ALMA is an interferometer comprising a set of 66 radiotelescopes, each of 12m diameter, which work together to form a giant telescope. It was built in a collaboration between scientific institutions in Europe, North America, East Asia, and Chile. “This great telescope “explains Evanthia Hatziminaoglou, who from 2003 worked as a postdoc for three and half years at the Instituto de Astrofísica de Canarias (IAC) and is currently a support astronomer at ALMA, “observes the electromagnetic radiation which reaches us from the most distant and coldest places in the universe. But the water vapour in our atmosphere would block these signals, so the observatory is sited at high altitude in order to observe them.
That is why ALMA is situated on the Chajnantor meseta in Chile, at more than 5,000m above sea level. The aim of this interferometer is to open a window on the unknown, and to explore the frontiers of astronomy to understand how the first stars, the first planets, and the first galaxies formed.

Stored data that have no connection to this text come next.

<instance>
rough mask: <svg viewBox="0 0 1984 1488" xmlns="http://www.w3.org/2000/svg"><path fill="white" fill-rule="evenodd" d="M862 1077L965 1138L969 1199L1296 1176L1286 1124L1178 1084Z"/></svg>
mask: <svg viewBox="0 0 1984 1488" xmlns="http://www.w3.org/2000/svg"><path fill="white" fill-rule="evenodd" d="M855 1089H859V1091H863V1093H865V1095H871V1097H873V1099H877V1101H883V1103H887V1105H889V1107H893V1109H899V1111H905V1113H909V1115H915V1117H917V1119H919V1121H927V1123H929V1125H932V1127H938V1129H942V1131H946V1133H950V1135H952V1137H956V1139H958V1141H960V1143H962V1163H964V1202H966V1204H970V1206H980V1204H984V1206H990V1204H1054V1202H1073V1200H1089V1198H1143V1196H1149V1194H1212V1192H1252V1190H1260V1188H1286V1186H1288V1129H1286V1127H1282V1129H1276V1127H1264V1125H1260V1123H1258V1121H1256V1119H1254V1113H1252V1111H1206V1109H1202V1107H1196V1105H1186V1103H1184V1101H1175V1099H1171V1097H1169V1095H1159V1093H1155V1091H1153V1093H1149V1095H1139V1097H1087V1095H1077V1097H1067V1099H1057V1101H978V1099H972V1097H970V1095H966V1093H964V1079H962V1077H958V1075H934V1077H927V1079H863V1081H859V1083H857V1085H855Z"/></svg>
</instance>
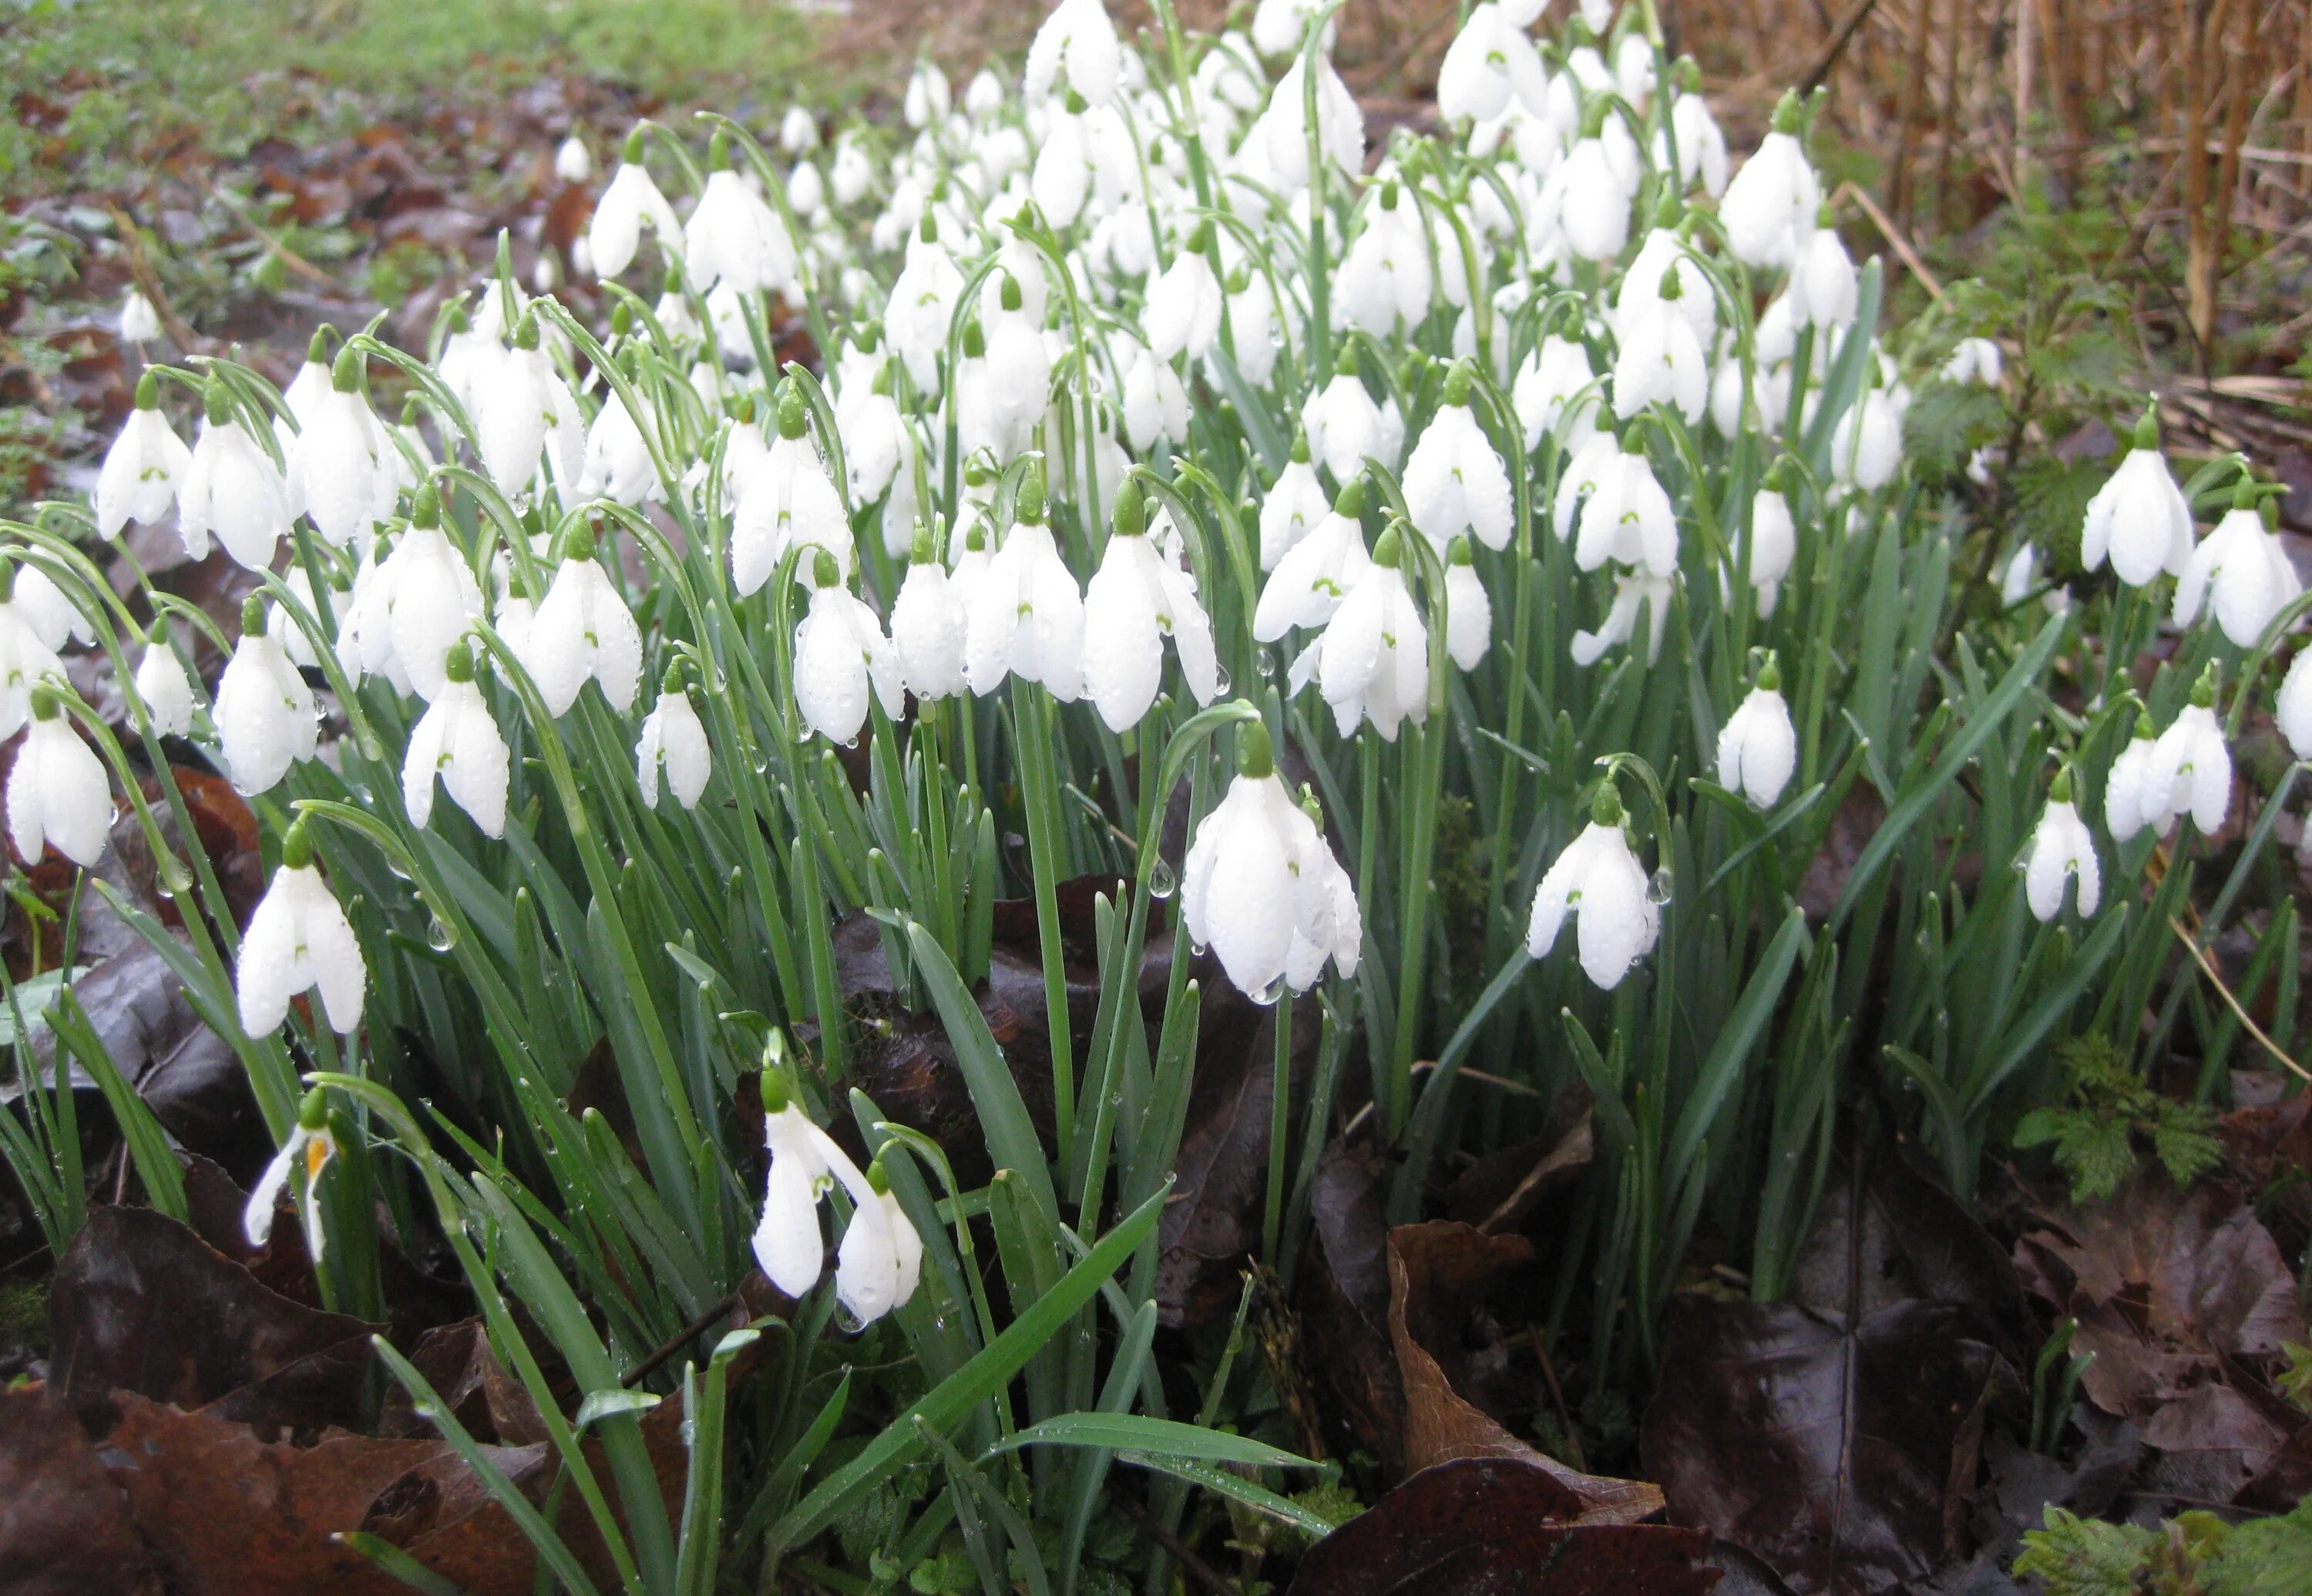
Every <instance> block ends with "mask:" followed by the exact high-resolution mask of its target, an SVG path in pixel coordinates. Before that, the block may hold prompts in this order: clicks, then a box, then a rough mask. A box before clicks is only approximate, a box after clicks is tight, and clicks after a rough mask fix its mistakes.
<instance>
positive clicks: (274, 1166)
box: [240, 1022, 338, 1263]
mask: <svg viewBox="0 0 2312 1596" xmlns="http://www.w3.org/2000/svg"><path fill="white" fill-rule="evenodd" d="M275 1025H277V1022H275ZM266 1029H275V1027H271V1025H268V1027H266ZM335 1157H338V1138H335V1136H331V1133H328V1106H326V1101H324V1099H321V1087H314V1089H312V1092H307V1094H305V1096H303V1099H298V1106H296V1126H291V1131H289V1140H287V1143H282V1150H280V1152H275V1154H273V1159H271V1161H268V1163H266V1173H264V1175H259V1177H257V1184H254V1187H252V1189H250V1203H247V1207H243V1210H240V1233H243V1235H245V1237H247V1240H250V1247H264V1244H266V1242H268V1240H273V1210H275V1207H280V1200H282V1191H287V1189H289V1175H291V1173H294V1170H296V1168H298V1166H303V1168H305V1256H307V1258H312V1261H314V1263H319V1261H321V1240H324V1235H326V1228H324V1224H321V1170H326V1168H328V1161H331V1159H335Z"/></svg>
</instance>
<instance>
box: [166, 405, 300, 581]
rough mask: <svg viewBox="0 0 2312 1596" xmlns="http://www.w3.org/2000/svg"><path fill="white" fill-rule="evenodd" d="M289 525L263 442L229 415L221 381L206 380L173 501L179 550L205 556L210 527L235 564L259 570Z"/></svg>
mask: <svg viewBox="0 0 2312 1596" xmlns="http://www.w3.org/2000/svg"><path fill="white" fill-rule="evenodd" d="M287 530H289V490H287V486H284V483H282V470H280V465H275V463H273V456H271V453H266V446H264V444H259V442H257V439H254V437H250V430H247V428H245V426H240V421H236V419H234V405H231V400H229V398H227V391H224V384H222V382H220V379H215V377H213V379H210V384H208V416H206V419H203V423H201V435H199V437H197V439H194V444H192V460H190V463H187V465H185V481H183V486H180V488H178V500H176V534H178V537H180V539H185V555H187V557H192V560H206V557H208V534H210V532H215V534H217V541H220V544H224V553H229V555H231V557H234V560H236V562H238V564H243V567H247V569H252V571H264V569H268V567H271V564H273V551H275V548H277V546H280V537H282V532H287Z"/></svg>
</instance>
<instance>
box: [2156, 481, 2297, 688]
mask: <svg viewBox="0 0 2312 1596" xmlns="http://www.w3.org/2000/svg"><path fill="white" fill-rule="evenodd" d="M2300 592H2303V581H2300V578H2298V576H2296V567H2294V564H2291V562H2289V555H2287V551H2284V548H2282V546H2280V534H2277V532H2273V530H2268V527H2266V525H2263V516H2261V513H2259V511H2257V490H2254V481H2250V479H2247V476H2243V479H2240V490H2238V495H2233V500H2231V509H2229V511H2224V518H2222V520H2217V523H2215V532H2210V534H2208V537H2206V539H2201V544H2199V548H2194V551H2192V557H2189V560H2185V564H2183V581H2178V583H2176V625H2178V627H2189V625H2192V622H2194V620H2199V606H2201V599H2208V597H2213V599H2215V620H2217V625H2220V627H2222V629H2224V636H2226V638H2231V641H2233V643H2236V645H2238V648H2254V645H2257V638H2259V636H2263V627H2268V625H2270V620H2273V615H2277V613H2280V611H2282V608H2284V606H2287V604H2289V601H2291V599H2294V597H2296V594H2300Z"/></svg>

The data which are produced by observations with ALMA are very difficult to interpret, even for the experts. That is why, in Europe, a support structure has been organized for users of the telescope, around the Regional Centre for ALMA at ESO-Garching, where Evanthia works, and at 8 other institutions in the members states of the European Southern Observatory (ESO). The work is to ensure that the user services are of the highest possible quality so that the scientific community can do research at the highest level.
After six years of work, this telescope continues to give important results: it has been able to detect the birth of very distant galaxies, when the universe was only a few hundred million years old, it has identified two planets of the size of Saturn orbiting a star 400 light years away, and has found simple sugar molecules around other neighbouring stars. “None of these amazing discoveries would have been possible without ALMA, and undoubtedly there will be many more in the coming years says Evanthia.